Ese varón insigne es proscrito a quien cualquier perdido puede quitar la vida; su patria lo ha decretado.


¡Me siento convertir en un dios! exclama Vespasiano cuando rendía el aliento: Bolívar rindió el aliento y se convirtió en un dios.


 El espíritu que se liberta de la carne y se hunde en el abismo de la inmortalidad, se convierte en dios: abismo luminoso, glorioso, infinito: allí está Bolívar.


El puñal no sube al cielo a perseguir a nadie.


Murió Bolívar casi en la necesidad, rasgo indispensable a su grandeza.


Manio Curio, Fabricio, Emilio Paulo murieron indigentes: Régulo, si no araba con su mano su pegujalito, no podía mantener a su familia; y Mumio nada tomó para sí de los tesoros inagotables de Corinto.


Arístides, el más justo; Epaminondas, el mayor de los griegos, no dejaron con qué se los enterrase, y  habían vencido reyes en pro de la libertad.


Las riquezas son como un desdoro en los hombres que nacen para lo alto, viven para lo bueno, y mueren dejando el mundo lleno de su gloria.


 La codicia no es achaque de hombres grandes, puesto que la ambición no deja de inquietarlos con sus ennoblecedoras comezones: enfermedad agradable por lo que tiene de voluptuoso; temible, si no la suaviza la cordura.

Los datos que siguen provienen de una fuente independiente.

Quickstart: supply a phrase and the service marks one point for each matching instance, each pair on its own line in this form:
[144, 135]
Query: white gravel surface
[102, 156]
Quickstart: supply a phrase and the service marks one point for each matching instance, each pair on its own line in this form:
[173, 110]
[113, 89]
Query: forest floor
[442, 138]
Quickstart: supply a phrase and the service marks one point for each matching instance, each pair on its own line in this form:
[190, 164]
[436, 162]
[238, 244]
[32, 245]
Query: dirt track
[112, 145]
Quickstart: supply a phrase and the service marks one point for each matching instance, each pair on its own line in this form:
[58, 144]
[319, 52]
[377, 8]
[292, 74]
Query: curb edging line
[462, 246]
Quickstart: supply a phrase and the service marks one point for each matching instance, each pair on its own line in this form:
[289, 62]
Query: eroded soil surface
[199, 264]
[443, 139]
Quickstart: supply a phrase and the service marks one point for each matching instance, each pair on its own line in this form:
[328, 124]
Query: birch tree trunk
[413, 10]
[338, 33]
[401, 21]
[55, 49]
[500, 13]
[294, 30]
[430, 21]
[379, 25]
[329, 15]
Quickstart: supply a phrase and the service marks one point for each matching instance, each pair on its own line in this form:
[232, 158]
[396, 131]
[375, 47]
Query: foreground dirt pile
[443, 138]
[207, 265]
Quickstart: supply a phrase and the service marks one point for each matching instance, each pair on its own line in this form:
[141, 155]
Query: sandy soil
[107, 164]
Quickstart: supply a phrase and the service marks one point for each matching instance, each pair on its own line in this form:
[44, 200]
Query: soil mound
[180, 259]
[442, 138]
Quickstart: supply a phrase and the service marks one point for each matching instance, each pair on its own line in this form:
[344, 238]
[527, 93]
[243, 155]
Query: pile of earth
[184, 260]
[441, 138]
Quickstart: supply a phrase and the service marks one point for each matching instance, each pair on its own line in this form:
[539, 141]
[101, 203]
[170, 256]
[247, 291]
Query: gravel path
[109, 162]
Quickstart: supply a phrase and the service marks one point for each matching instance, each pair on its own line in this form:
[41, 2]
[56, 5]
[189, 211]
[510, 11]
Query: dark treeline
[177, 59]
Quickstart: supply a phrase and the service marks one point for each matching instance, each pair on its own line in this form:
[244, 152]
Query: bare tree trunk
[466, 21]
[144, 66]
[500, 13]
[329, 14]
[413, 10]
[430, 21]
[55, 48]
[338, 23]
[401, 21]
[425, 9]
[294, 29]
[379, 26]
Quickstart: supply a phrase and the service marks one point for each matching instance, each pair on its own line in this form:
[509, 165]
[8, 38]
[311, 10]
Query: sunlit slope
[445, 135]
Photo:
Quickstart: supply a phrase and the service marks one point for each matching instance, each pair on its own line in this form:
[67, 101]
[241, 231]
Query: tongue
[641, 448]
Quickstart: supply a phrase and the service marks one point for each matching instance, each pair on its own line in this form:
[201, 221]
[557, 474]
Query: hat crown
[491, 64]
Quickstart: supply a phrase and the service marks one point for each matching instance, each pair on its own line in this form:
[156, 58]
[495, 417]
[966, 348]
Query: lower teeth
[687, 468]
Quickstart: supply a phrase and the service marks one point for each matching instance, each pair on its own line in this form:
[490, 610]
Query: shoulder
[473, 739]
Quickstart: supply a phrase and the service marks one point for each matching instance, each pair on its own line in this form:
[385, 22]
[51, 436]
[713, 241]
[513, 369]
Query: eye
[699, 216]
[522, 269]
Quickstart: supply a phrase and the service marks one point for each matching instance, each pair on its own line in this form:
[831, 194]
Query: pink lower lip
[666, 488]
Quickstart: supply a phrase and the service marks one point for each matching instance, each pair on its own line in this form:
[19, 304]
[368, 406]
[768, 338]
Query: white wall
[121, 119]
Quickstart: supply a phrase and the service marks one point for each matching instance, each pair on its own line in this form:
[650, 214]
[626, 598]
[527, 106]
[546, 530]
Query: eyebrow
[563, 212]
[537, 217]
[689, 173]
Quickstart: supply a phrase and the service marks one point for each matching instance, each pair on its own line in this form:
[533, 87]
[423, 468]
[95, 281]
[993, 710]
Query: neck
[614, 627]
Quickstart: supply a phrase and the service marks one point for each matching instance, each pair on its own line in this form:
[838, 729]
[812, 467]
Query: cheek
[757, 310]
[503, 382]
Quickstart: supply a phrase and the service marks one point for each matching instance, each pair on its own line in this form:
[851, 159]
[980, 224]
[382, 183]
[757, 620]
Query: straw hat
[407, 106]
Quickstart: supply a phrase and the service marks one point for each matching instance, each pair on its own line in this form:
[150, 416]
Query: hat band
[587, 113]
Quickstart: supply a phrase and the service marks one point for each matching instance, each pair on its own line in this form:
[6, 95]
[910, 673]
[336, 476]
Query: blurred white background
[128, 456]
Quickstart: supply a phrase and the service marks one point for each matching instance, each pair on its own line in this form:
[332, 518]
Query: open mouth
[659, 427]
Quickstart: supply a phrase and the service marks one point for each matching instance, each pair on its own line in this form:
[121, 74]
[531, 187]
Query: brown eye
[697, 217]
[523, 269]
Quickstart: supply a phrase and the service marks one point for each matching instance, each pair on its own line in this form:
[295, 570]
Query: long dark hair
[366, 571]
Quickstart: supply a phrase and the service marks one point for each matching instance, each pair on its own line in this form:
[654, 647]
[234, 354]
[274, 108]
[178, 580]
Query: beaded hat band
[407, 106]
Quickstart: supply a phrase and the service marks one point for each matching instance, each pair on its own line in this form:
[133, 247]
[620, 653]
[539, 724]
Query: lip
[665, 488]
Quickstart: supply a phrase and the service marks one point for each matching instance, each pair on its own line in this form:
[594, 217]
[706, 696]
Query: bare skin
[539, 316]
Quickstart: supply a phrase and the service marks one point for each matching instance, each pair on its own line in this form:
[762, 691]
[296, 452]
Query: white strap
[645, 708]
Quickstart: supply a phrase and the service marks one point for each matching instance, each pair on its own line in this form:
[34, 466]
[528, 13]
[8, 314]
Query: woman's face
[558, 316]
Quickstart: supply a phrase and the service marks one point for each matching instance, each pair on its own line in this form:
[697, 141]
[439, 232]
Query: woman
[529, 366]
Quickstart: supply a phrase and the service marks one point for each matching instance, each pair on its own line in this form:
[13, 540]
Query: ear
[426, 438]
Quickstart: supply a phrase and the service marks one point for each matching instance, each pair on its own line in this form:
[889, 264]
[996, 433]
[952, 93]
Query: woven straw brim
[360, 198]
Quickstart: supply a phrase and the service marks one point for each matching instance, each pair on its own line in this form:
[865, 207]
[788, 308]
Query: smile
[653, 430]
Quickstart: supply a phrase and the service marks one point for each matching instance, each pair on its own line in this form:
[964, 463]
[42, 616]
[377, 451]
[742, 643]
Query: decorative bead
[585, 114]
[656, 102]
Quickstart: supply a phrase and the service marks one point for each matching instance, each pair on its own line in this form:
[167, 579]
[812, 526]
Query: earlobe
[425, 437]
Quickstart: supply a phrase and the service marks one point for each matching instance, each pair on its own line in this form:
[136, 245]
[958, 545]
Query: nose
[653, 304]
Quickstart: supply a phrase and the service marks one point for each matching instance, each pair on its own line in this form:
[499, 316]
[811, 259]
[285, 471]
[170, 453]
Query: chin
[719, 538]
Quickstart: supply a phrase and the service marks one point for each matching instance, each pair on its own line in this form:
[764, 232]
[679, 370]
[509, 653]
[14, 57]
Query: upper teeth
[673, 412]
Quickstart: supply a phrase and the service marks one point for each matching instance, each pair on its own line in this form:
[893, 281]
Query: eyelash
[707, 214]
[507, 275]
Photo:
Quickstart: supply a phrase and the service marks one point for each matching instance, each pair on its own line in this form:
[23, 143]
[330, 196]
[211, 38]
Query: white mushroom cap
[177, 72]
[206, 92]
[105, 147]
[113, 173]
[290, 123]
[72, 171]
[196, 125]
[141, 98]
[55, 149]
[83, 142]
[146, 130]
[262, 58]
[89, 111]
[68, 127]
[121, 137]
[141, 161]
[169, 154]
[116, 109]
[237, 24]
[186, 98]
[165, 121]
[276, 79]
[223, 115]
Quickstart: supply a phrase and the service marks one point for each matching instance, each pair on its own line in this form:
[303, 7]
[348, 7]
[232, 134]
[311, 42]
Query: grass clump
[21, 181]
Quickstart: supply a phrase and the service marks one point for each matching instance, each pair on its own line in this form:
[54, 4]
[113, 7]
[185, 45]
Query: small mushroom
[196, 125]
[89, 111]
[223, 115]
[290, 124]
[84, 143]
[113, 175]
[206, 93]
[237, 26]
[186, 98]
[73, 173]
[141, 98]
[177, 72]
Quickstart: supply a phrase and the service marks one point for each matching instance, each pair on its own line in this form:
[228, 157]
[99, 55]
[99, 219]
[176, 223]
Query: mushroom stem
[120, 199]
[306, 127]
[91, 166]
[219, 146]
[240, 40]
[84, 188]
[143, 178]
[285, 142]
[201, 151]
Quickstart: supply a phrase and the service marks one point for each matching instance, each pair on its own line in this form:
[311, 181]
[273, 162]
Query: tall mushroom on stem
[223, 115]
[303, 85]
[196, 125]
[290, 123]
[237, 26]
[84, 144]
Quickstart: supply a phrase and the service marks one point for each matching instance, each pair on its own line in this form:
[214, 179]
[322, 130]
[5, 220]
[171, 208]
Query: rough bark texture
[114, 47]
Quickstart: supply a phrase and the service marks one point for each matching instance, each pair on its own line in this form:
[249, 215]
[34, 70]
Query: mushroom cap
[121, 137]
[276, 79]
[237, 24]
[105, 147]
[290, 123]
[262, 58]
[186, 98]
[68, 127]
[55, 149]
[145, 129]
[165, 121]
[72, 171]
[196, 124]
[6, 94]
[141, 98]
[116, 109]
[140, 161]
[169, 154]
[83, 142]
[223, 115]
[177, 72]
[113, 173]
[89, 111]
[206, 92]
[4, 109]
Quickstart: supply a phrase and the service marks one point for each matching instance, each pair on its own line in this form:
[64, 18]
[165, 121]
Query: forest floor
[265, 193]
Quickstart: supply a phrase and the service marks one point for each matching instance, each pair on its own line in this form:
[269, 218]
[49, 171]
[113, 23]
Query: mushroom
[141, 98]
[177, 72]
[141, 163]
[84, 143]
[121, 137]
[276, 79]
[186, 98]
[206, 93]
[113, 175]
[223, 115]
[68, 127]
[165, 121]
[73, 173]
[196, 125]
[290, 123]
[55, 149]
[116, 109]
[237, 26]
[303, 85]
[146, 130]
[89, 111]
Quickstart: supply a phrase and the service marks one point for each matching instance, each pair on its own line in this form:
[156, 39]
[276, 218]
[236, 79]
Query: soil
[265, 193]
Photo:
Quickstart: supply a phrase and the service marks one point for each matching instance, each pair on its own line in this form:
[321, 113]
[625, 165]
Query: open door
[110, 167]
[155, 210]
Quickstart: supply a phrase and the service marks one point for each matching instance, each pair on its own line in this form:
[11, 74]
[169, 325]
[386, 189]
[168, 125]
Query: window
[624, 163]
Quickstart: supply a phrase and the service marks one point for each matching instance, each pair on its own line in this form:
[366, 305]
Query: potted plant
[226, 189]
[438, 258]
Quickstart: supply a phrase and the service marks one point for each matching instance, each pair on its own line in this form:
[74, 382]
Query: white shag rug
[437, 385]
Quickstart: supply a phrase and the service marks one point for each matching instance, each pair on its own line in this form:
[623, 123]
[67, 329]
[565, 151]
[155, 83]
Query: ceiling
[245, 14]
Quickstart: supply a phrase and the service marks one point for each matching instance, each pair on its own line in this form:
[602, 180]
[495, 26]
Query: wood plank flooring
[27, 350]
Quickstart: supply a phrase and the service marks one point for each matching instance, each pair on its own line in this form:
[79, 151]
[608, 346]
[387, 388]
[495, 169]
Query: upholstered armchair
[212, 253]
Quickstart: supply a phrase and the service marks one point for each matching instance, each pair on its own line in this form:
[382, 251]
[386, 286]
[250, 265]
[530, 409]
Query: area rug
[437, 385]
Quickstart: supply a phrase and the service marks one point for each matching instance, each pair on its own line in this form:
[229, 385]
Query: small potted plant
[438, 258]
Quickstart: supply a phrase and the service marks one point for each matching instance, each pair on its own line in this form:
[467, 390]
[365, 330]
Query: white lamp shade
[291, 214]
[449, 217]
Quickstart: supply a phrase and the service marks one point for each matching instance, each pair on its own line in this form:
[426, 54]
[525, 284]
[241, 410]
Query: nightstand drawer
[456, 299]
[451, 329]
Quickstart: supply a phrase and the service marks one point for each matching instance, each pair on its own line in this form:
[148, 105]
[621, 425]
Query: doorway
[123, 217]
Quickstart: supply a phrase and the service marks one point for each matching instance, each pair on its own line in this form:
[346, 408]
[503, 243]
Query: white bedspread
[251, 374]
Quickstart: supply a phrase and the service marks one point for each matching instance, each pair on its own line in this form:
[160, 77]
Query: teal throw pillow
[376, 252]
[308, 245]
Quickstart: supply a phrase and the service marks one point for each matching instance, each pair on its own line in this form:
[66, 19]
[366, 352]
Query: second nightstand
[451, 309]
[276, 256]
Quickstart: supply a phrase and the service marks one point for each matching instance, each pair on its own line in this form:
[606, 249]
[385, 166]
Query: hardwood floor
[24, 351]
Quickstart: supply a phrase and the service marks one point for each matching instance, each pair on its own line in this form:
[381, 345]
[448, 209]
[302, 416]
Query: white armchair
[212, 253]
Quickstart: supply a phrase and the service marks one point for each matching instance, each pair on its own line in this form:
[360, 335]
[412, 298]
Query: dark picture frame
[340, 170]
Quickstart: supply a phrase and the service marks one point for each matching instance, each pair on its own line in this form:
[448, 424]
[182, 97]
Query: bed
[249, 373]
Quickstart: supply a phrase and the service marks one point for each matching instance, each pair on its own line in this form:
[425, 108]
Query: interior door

Si Bolívar hubiera sido naturalmente ambicioso, su juicio recto, su pulso admirable, su magnanimidad incorrupta le hubieran hecho volver el pensamiento a cosas de más tomo que una ruin corona, la cual, con ser ruin, le habría despedazado la cabeza.


Rey es cualquier hijo de la fortuna; conquistador es cualquier fuerte; libertadores son los enviados de la Providencia.


 Tanto vale un hombre superior y bienintencionado, que no conocerle es desgracia; combatirle conociéndole, malicia imperdonable.


Los enemigos de Bolívar desaparecen de día en día sin dejar herederos de sus odios: dentro de mil años su figura será mayor y más resplandeciente que la de Julio César, héroe casi fabuloso, abultado con la fama, ungido por los siglos.